The good thing is, if you compromised the machine unless you went hunting or understood the directory structure of Forge. You probably would have just seen a NextJS server and moved on with your life. I'm not entirely sure what kind of access people had to the box. But it doesn't seem like anyone was poking around.

Lucky?

I think... I'm pretty lucky. For some reason, the punishment for my laziness and lack of understanding on this, was simply about 4 Crypto Miners running on the instance at once. Weirdly, none of my uptime was affected. None of my sites were down. I even ran a Tailscale VPN from it, a MySQL server, everything seemed to perform fine. The only thing that made me get suspicious was a long-running PHP Script that was killed, and a 500 error on one of my backend systems. But I just assumed that was my own error. I've had a few problems before, so I chalked it up to something I did. I suppose if my sites actually got traffic. My databases weren't corrupted, nothing was defaced. Genuinely, if this was me being 15 I'd have raided the data, burned everything on it and called it a day. I seem to have gotten off with a very big scare. Which I suppose makes sense? Better to try make money off the box than burn it all down? And anyone wanting to specifically target my sites wouldn't know the IP. It would have only been those mass generic miner scripts that target a wide IP range.

Countermeasures

It was in work when I noticed. 11am I seen my CPU graph in Hetzner was pegged. Logging into the machine got me kicked back out again by the script refusing to allow me to kill it. Luckily, it only ran under the account that I setup the websites with, so I was able to login to root perfectly fine and terminate everything belonging to the script. Made a backup of the things I care about, and nuked the entire thing. As you can tell, by writing this it's not even been 24 hours of downtime!
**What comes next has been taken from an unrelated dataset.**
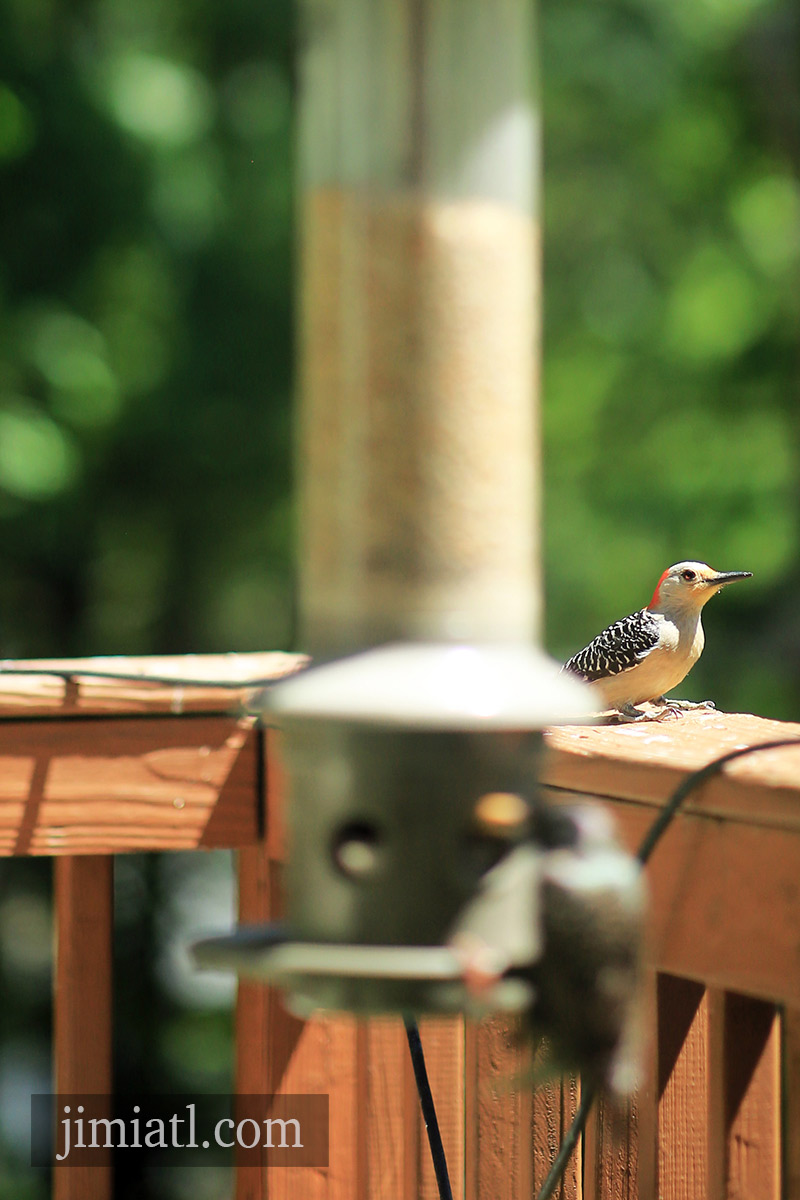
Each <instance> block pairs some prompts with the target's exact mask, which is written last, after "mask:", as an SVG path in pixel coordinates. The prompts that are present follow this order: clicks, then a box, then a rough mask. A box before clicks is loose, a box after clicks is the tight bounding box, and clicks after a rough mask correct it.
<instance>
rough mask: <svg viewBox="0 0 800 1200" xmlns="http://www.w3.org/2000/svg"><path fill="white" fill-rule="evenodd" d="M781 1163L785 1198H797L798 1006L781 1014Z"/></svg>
mask: <svg viewBox="0 0 800 1200" xmlns="http://www.w3.org/2000/svg"><path fill="white" fill-rule="evenodd" d="M782 1033H783V1104H784V1112H783V1166H784V1172H786V1175H784V1184H783V1192H784V1198H786V1200H800V1009H796V1008H787V1009H786V1010H784V1012H783V1014H782Z"/></svg>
The question is, did they take any of the data? What about my VPN, I had tailscale operating at some points during this time, did they know what websites I was accessing? Honestly, I simply don't know. I didn't really want to take a backup of the machine and risk making it worse. Chances are if they were 10% as smart as they were to exploit this they'd have cleared logs anyway... The only things I really host DB wise are blogs, and some archive data from a previous project StreamBit, which is all Login via Twitch tokens anyway, so I don't even store passwords.
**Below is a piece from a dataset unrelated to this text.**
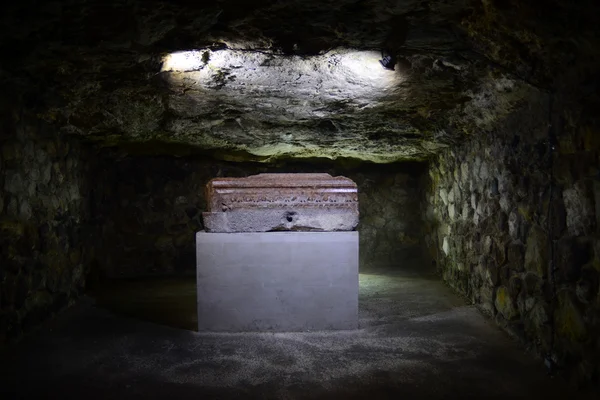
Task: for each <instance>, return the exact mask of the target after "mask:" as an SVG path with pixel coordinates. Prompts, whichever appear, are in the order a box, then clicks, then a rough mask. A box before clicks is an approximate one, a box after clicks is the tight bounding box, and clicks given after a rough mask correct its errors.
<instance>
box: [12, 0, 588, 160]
mask: <svg viewBox="0 0 600 400" xmlns="http://www.w3.org/2000/svg"><path fill="white" fill-rule="evenodd" d="M519 4H520V6H519V9H520V10H525V11H527V10H528V7H527V6H526V5H523V4H521V3H519ZM27 7H28V2H27V1H24V2H18V3H14V4H12V5H11V6H10V7H8V8H7V9H6V10H5V12H3V15H2V21H3V23H2V26H3V29H4V30H3V31H2V32H1V33H2V35H1V36H2V39H0V46H1V48H2V49H3V53H4V55H5V62H3V65H2V67H1V70H0V79H2V82H4V85H6V86H5V87H6V88H7V89H8V90H4V91H3V94H4V95H5V98H4V102H5V103H6V104H11V103H12V102H13V101H14V99H15V97H16V98H22V99H23V100H26V101H27V102H30V103H31V104H32V106H35V110H36V112H37V113H38V115H40V116H43V117H44V118H45V119H47V120H49V121H51V122H52V123H53V124H55V126H57V127H59V128H61V130H62V131H63V132H66V133H75V134H79V135H82V136H85V137H86V138H89V139H90V140H93V141H95V142H99V143H101V144H103V145H109V146H113V145H119V144H121V145H122V144H124V143H128V142H134V143H138V144H139V143H146V144H148V148H151V149H152V151H153V152H155V153H159V152H161V151H163V150H162V149H161V143H175V144H182V145H191V146H193V147H191V148H187V150H186V151H202V150H210V151H212V152H213V154H218V155H219V157H221V158H226V159H235V160H240V159H246V160H259V161H268V160H274V159H278V158H291V157H309V158H313V157H327V158H356V159H362V160H370V161H375V162H391V161H398V160H410V159H415V160H422V159H425V158H427V157H430V156H431V155H432V154H435V153H436V152H437V151H438V150H439V149H440V148H444V147H446V146H448V145H449V144H451V143H453V142H455V141H456V140H460V139H461V138H462V137H464V136H465V135H466V134H471V133H472V132H474V130H476V129H483V130H486V131H487V130H491V129H493V127H494V125H495V124H497V123H501V121H502V118H503V116H505V115H506V114H507V113H509V112H510V111H511V110H514V109H515V108H518V107H520V106H522V103H523V99H524V98H525V97H526V96H527V95H528V94H531V92H533V93H536V92H537V89H536V88H535V87H534V86H531V85H530V83H533V84H534V85H537V86H544V85H546V84H547V83H548V82H550V81H551V78H552V77H553V75H552V72H557V71H560V70H562V69H563V67H565V66H566V65H569V56H568V55H565V54H564V52H555V51H552V50H553V49H554V48H556V49H560V48H561V46H563V42H565V43H567V42H568V43H569V46H570V49H571V53H572V54H581V56H582V57H588V58H587V59H588V60H592V59H591V58H590V51H591V50H590V49H593V48H594V45H595V44H596V43H597V40H598V37H597V36H594V34H593V31H589V30H581V31H580V32H578V34H577V35H576V36H574V34H573V29H574V28H575V27H573V26H572V24H565V23H564V21H565V20H568V18H569V16H571V15H572V14H573V13H575V12H581V9H577V10H571V9H569V8H567V5H566V3H565V4H562V2H558V1H557V2H556V4H554V6H552V5H550V4H549V5H548V6H547V8H548V9H552V12H551V13H550V15H549V18H550V20H549V21H550V22H549V24H548V26H546V25H540V26H537V25H532V23H531V22H529V21H528V20H527V21H525V20H524V18H525V17H526V16H527V14H526V13H525V16H523V15H521V14H518V15H515V14H514V13H515V12H514V10H512V8H511V7H507V8H506V9H497V8H495V7H494V6H493V5H492V4H488V3H485V4H481V5H477V4H470V3H468V2H465V1H463V0H448V1H444V2H436V3H435V4H428V3H427V4H425V3H422V2H417V1H412V0H405V1H387V0H370V1H369V0H368V1H356V0H340V1H335V2H333V1H304V0H302V1H301V0H296V1H286V2H275V1H258V2H250V3H248V2H242V1H235V0H222V1H214V2H211V3H206V4H205V5H200V4H198V3H190V4H187V3H180V2H166V1H157V2H152V3H147V2H142V1H134V0H130V1H120V2H111V3H110V4H106V3H105V2H100V1H94V0H74V1H72V2H70V3H68V4H67V3H64V2H61V3H59V2H53V1H48V2H44V3H43V4H36V6H35V10H36V12H35V13H30V12H28V11H23V10H26V9H27ZM589 7H593V6H592V5H590V6H589ZM588 14H593V13H592V12H590V13H588ZM552 18H554V20H553V19H552ZM583 22H584V23H585V22H586V21H583ZM519 24H521V25H519ZM513 26H517V27H519V28H520V29H513ZM584 26H585V24H584ZM495 27H497V28H495ZM494 29H496V30H494ZM549 35H552V37H553V40H552V41H550V40H548V46H550V47H547V46H546V47H543V43H544V40H546V39H547V38H548V37H549ZM594 41H596V42H594ZM551 46H554V47H551ZM542 47H543V49H542ZM382 49H386V50H387V51H390V52H391V53H393V54H394V55H397V62H396V70H395V71H388V70H385V69H383V68H382V67H381V65H380V64H379V63H378V59H379V58H380V51H381V50H382ZM190 50H197V51H198V53H197V55H198V57H199V58H198V59H197V60H196V62H194V63H189V62H188V63H187V64H186V65H185V66H186V68H184V69H185V71H180V72H178V71H175V70H177V69H178V65H179V64H180V63H178V62H173V60H172V59H171V62H167V63H165V62H164V61H165V60H166V59H165V57H167V56H169V54H172V53H177V52H181V51H190ZM561 57H562V58H561ZM533 58H535V59H536V60H538V61H536V62H531V60H532V59H533ZM167 60H168V58H167ZM175 61H177V60H175ZM165 67H167V68H165ZM163 69H166V70H165V71H162V72H161V70H163Z"/></svg>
Most annoying thing has been re-rolling my keys and passwords. If you aren't sure you just have to assume everything has been taken.

Lessons Learned

Firstly, not having the firewall enabled was such a bad move. But even then, not just updating my app should have been the first thing I did. However. Even if I did both of those, the system was still compromised. I checked the logs. The news went out and my machine was targeted straight away. I doubt I could have been any quicker. And worse still, chances are I would have updated the repo, deployed it, and then seen the stats and figured I was hacked in another way. The saying in IT Security is it's not if but when. There's no telling what kind of state sponsored vector is sitting on everyones machines, waiting for the grand discovery. This was the mother of all CVEs. A 10 rating is about as bad as it gets.

So, what have I changed?

Firewall is now active, blocking anything outside my static IP to management ports (SSH, etc)
All apps are obviously up to date
Looking into better system monitoring and alerting for when resources ramp

And that's pretty much it. There's nothing else I can really do other than change my behaviour regarding "things I don't think I use but probably should check if I do anyway". Funnily enough, I had the alerts from Vercel warning me of the issue. I'm rather surprised Forge didn't do anything on their end regarding it, or send out any notices.